Seorang kiai tanpa pesantren, juga budayawan yang banyak dikagumi, Emha Ainun Najib pernah khawatir, “Kalau anak-anak tak menemukan lagi pusat kebudayaan, maka jangan salahkan siapa pun jika makin banyaknya tindak kejahatan yang dilakukan oleh anak-anak itu”.
Lihatlah fenomena yang terjadi akhir-akhir ini. Di Yogyakarta misalnya; segerombolan anak-anak muda yang mencari jati diri, pada malam hari melakukan aksi “klitih”. Istilah ini mirip dengan aksi begal di jalan raya, tapi sipelaku tidak mengambil sesuatu dari si korban, mereka hanya melukai dan menyakiti. Selepas beraksi mereka akan lari dan tertawa bahagia.
Fenomena apakah ini? Untuk itulah, para pahlawan tanpa tanda jasa ketika itu tak pernah merasa lelah, mereka mengerahkan seluruh jiwa dan raganya, meskipun gaji pas-pasan, bahkan ada yang justru malah tekor secara matematis karena ikut berjuang mengembangkan lembaga pendidikan yang mereka kelola. Bagian-bagian hidup yang mereka miliki, nyaris dinomorduakan, mereka lebih memilih mendampingi anak-anak sepanjang hari. Belum lagi jika kita menengok ke pesantren, seluruh hidup pengasuh dan guru-gurunya hanya untuk pendidikan dan murid-murid mereka, memastikan kehidupan murid-muridnya jauh dari hal buruk.
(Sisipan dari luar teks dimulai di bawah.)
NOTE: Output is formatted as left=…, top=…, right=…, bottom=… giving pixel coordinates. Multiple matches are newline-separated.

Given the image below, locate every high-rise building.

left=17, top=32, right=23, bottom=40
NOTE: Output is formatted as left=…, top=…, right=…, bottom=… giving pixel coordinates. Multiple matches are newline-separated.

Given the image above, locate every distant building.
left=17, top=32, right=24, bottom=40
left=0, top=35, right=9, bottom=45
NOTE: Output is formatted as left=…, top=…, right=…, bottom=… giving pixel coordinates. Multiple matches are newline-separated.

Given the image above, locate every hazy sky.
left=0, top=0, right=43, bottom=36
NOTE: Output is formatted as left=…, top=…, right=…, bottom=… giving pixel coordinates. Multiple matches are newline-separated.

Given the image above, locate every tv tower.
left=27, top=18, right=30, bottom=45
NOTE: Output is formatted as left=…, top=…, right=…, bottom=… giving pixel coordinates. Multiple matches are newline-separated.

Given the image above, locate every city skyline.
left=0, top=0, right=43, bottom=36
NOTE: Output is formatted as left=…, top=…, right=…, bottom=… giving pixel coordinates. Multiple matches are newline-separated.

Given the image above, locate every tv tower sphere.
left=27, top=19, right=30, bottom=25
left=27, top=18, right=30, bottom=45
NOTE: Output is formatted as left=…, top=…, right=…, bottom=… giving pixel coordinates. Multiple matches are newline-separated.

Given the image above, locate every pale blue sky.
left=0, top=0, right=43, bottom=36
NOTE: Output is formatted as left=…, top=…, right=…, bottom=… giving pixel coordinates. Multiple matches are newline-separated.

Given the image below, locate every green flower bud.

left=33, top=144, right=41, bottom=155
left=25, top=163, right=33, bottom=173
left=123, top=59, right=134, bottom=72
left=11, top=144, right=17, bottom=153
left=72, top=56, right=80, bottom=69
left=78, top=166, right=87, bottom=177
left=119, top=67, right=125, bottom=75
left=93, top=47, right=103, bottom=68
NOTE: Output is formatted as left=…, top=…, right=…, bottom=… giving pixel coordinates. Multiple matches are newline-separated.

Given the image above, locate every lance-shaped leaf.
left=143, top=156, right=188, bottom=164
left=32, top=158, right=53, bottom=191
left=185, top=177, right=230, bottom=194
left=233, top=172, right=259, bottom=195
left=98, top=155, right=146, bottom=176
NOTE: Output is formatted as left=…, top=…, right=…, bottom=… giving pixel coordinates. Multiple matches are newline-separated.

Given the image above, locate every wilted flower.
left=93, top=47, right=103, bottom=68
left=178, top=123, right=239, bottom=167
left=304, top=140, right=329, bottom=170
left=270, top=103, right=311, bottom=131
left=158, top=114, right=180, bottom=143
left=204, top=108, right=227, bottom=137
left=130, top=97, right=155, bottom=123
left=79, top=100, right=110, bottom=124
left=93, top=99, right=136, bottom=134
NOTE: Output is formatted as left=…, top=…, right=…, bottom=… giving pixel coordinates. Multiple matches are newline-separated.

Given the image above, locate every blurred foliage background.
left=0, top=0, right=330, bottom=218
Bagaimana ini tidak kita sebut sebagai terobosan? Simaklah dengan baik, acara di telivisi akhir-akhir ini, kita akan mendapatkan tawaran diskon besar-besaran dari program belajar di dalam satu ruangan itu. Promo-promo yang mereka tawarkan amat menggiurkan. Yang tak kalah penting ialah figur yang ditampilkan di program yang sering nongol di telivisi itu adalah artis idola anak muda. Bahakan bagi yang mau, akan mendapat berbagai macam bonus jika menjadi pendaftar pertama program yang mereka buat. Anak-anak muda kita akan bisa dengan mudah mengakses materi bimbingan belajar hanya dengan mengunduh aplikasi di toko aplikasi daring (online). Betapa hebat dan luar biasanya terobosan satu ini.
Kalau dulu, kita perlu berjalan beberapa meter untuk bisa sampai ke pangkalan ojek, lalu kita akan sampai tujuan melalui jasa tukang ojek tradisional itu. Kini kita hanya perlu menyentuh tombol order di layar telepon, tukang ojek itu akan dengan cepat menghampiri kita, lalu sampailah kita ke tempat tujuan. Barulah bermunculan pengembangan ke pemesanan daring yang lain seperti pemesanan makanan dan minuman melalui aplikasi yang super pengertian itu.
Kemudian, yang menjadi hebat dan luar biasa terobosan dalam dunia pendidikan ini idalah untaian kata-kata yang dijadikan publik figurnya; penuh wangi-wangian, bunga-bunga mekar dan penuh estetik.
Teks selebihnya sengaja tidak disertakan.